By the 1960s, people were agitating for more expansive definitions of physiotherapy. First came Helen Hislop’s pathokinesiological model (Hislop, 1975), then Cheryl Cott et al’s movement continuum (Cott et al, 1995). Later, WCPT endorsed ‘A Conceptual Framework for Curriculum Design in Physiotherapy Education’ that offered a model of a more ‘holistic’ practice (Broberg et al, 2003). What was common with these approaches is that they problematised the often narrow, biomechanical definitions of physiotherapy that anchored it to anatomical and patho-physiological ways of thinking and practicing.
So it was a surprise to read that APTA’s Board of Directors have endorsed a ‘Human Movement System’ (HMS) model that does little more than re-establish physical therapy’s affinity with the body-as-machine.
There is a fabulous discussion of the HMS model on Kyle Ridgeway’s PT Think Tank blog, accompanied by links to a podcast on Conatus (link). There’s a part in the podcast interview where the group discuss whether the authors of the model really expect physical therapists to be experts in all body systems – as is suggested in the APTA’s background to the model and vision statement. Kyle asks “If we claim to be experts in the human movement system, then we claim to be experts in all of the structures and physiologic functions that interact to move the body and all its component parts”. This is true, and a really valid point, but I wondered whether we couldn’t go even further than this with our critique?

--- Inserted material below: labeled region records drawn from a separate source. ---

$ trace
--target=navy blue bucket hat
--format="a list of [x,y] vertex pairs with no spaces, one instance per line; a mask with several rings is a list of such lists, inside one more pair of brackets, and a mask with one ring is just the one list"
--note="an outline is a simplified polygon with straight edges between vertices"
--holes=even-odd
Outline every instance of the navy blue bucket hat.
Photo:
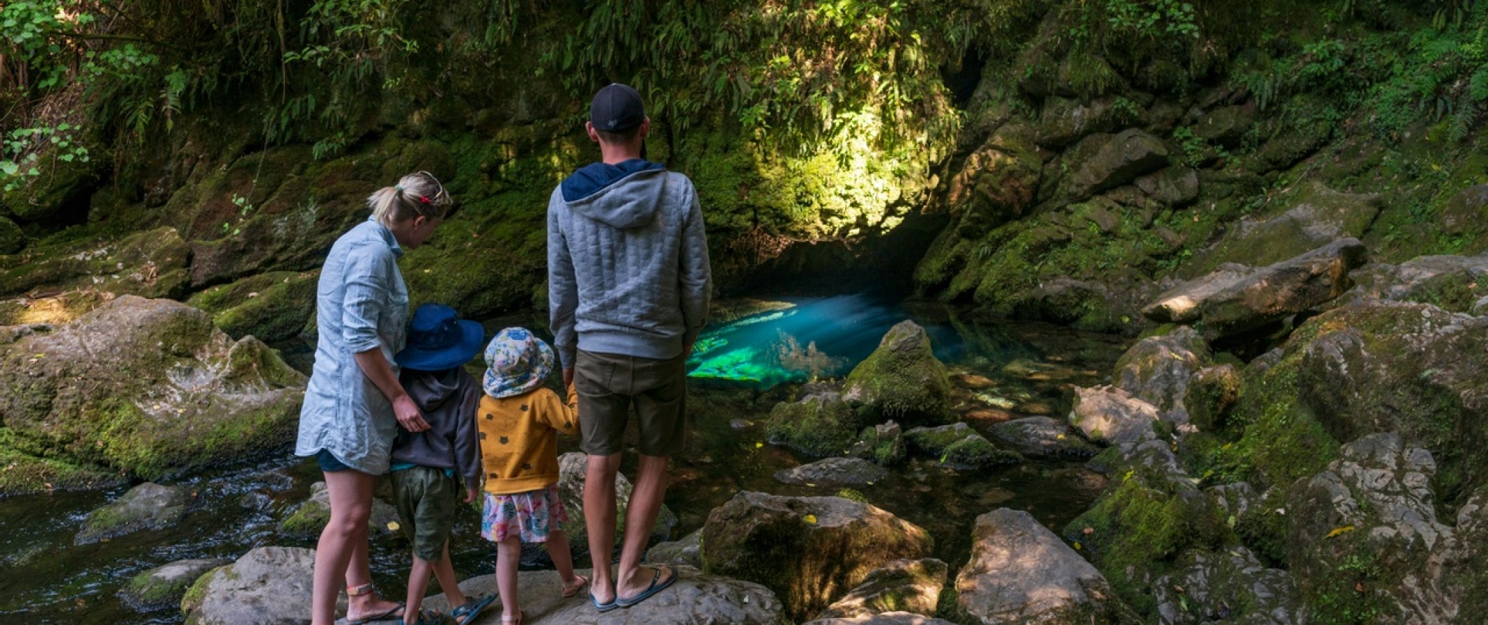
[[485,329],[460,318],[443,304],[424,304],[408,323],[408,347],[393,360],[403,369],[445,371],[461,366],[481,353]]

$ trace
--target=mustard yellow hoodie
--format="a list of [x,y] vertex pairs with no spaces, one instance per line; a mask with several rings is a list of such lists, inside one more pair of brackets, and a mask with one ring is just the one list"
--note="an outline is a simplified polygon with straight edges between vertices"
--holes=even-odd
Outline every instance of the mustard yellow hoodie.
[[481,397],[476,423],[487,493],[516,494],[558,484],[555,432],[579,433],[577,399],[573,388],[568,388],[568,402],[549,388],[512,397]]

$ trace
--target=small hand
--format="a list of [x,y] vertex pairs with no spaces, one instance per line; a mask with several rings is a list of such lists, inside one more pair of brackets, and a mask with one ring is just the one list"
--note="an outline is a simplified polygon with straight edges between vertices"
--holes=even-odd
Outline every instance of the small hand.
[[393,400],[393,415],[397,417],[397,424],[408,432],[429,430],[429,421],[424,421],[424,415],[418,412],[418,406],[406,394]]

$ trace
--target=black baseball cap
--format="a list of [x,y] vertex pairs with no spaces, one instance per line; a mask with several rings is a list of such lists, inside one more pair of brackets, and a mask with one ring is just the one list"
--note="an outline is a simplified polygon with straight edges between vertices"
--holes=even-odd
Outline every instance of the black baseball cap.
[[629,85],[612,83],[594,94],[589,103],[589,122],[594,129],[619,132],[646,121],[646,104],[641,94]]

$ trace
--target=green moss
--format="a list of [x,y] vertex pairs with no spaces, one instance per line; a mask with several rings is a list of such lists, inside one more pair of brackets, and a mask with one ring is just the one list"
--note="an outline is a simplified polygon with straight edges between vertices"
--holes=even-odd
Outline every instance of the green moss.
[[765,436],[808,455],[836,455],[853,446],[859,418],[836,397],[783,402],[769,412]]

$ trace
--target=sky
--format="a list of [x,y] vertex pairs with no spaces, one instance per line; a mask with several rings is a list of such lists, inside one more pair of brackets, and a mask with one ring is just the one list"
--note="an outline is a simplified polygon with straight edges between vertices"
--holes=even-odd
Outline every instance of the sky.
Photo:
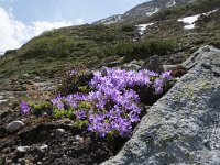
[[44,31],[92,23],[148,0],[0,0],[0,54]]

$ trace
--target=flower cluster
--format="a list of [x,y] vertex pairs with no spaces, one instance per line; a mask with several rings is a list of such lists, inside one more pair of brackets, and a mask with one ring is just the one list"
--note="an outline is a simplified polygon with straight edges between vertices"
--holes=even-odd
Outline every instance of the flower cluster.
[[[106,136],[117,133],[129,136],[133,123],[140,121],[140,97],[134,87],[152,88],[162,94],[164,85],[172,80],[170,72],[157,74],[150,70],[123,70],[108,68],[107,75],[95,73],[89,94],[70,94],[52,99],[54,107],[74,109],[77,121],[87,121],[87,129]],[[86,103],[85,103],[86,102]]]

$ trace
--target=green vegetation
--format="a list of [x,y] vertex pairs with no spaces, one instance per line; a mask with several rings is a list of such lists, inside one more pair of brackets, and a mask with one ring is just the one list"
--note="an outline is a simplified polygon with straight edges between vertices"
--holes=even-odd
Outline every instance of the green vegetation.
[[[211,11],[220,7],[219,3],[219,0],[202,0],[190,6],[165,9],[150,18],[130,19],[124,23],[85,24],[45,32],[20,50],[8,51],[6,56],[0,57],[0,78],[22,74],[55,77],[77,65],[97,69],[121,57],[129,62],[145,59],[154,54],[170,56],[176,47],[180,47],[187,56],[194,45],[219,46],[220,11],[199,24],[196,37],[189,37],[183,23],[177,21],[186,15]],[[154,25],[148,26],[146,35],[141,38],[135,25],[150,22]]]

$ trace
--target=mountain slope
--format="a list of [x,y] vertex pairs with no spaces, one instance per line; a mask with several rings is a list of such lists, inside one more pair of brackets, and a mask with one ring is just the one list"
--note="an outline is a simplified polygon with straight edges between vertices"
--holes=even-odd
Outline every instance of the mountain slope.
[[107,19],[99,20],[94,24],[111,24],[111,23],[124,22],[128,19],[150,16],[163,9],[180,4],[187,4],[195,1],[196,0],[152,0],[132,8],[124,14],[112,15]]

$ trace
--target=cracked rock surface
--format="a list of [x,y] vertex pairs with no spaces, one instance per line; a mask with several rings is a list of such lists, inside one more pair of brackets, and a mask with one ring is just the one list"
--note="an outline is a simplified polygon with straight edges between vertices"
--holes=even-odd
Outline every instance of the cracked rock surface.
[[220,164],[220,50],[201,47],[183,65],[189,72],[102,165]]

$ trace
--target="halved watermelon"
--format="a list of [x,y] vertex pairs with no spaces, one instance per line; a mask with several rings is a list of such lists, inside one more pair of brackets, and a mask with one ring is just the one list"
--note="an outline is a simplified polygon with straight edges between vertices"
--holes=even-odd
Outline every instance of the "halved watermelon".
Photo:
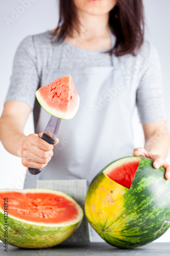
[[107,243],[120,248],[148,244],[170,226],[170,180],[162,167],[143,157],[117,160],[103,169],[88,189],[87,220]]
[[56,245],[75,232],[83,217],[81,207],[62,192],[38,188],[0,190],[0,239],[5,242],[7,237],[8,243],[14,246]]
[[79,107],[79,96],[69,75],[41,87],[35,95],[47,112],[59,118],[72,118]]

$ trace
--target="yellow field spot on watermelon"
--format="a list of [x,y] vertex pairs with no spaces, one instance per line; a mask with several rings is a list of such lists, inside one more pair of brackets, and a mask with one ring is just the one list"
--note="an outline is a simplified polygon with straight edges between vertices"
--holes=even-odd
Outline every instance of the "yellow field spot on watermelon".
[[[110,180],[106,176],[104,178],[93,193],[92,198],[89,199],[86,208],[86,214],[91,223],[95,223],[93,227],[97,232],[113,230],[111,226],[113,222],[122,214],[124,214],[124,198],[126,188]],[[95,204],[93,202],[95,202]],[[90,207],[91,205],[91,207]],[[101,208],[102,205],[102,208]],[[118,222],[117,223],[118,223]],[[116,231],[122,230],[124,223],[119,222],[117,227],[114,226]],[[108,228],[107,228],[108,227]]]

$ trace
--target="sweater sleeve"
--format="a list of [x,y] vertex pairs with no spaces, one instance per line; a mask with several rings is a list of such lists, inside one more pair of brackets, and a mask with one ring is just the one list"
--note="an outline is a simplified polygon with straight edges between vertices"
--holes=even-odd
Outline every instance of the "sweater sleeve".
[[142,124],[166,119],[162,73],[157,51],[149,45],[145,71],[136,91],[136,105]]
[[15,53],[5,102],[23,101],[33,110],[39,82],[33,37],[29,36],[21,41]]

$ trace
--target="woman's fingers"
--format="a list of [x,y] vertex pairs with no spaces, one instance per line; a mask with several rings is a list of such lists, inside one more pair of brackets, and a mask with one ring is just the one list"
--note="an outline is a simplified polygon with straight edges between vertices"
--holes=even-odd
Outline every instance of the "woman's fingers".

How does the HMS model explain everything that defines physiotherapy that is not simply about biomechanics or the anatomy and patho-physiology of movement? Models can enable much, but they can also deny important facets of our professional roles, identities, behaviours, influences, responsibilities, attitudes and values. Not least, if they claim to be ‘all-encompassing’ but are, in fact, only all encompassing of a very narrow functionalist definition of a profession, they can be the source of a dramatic miscommunication about what physiotherapy is or can be. (And thereby undermine the very purpose of the HMS in the first place which is to provide clarity and a communicable message about who we are and what we do).
There is now a growing body of literature on physiotherapy identity, but much more is needed, and a serious critical review of the overly biomechanical discourses pervading the profession is long overdue.
Broberg, C., Aars, M., Beckmann, K., Emaus, N., Lehto, P., Lähteenmäki, M. -L., . . . Vandenberghe, R. (2003). A conceptual framework for curriculum design in physiotherapy education – an international perspective. Advances in Physiotherapy, 5(4), 161-168. doi:10.1080/14038190310017598.
Cott, C. A., Finch, E., Gasner, D., Yoshida, K., Thomas, S. G., & Verrier, M. C. (1995). The movement continuum theory of physical therapy. Physiotherapy Canada, 47(2), 87-95.
Hislop, H. J. (1975). The not-so-impossible dream. Physical Therapy, 55(10), 1069-1080.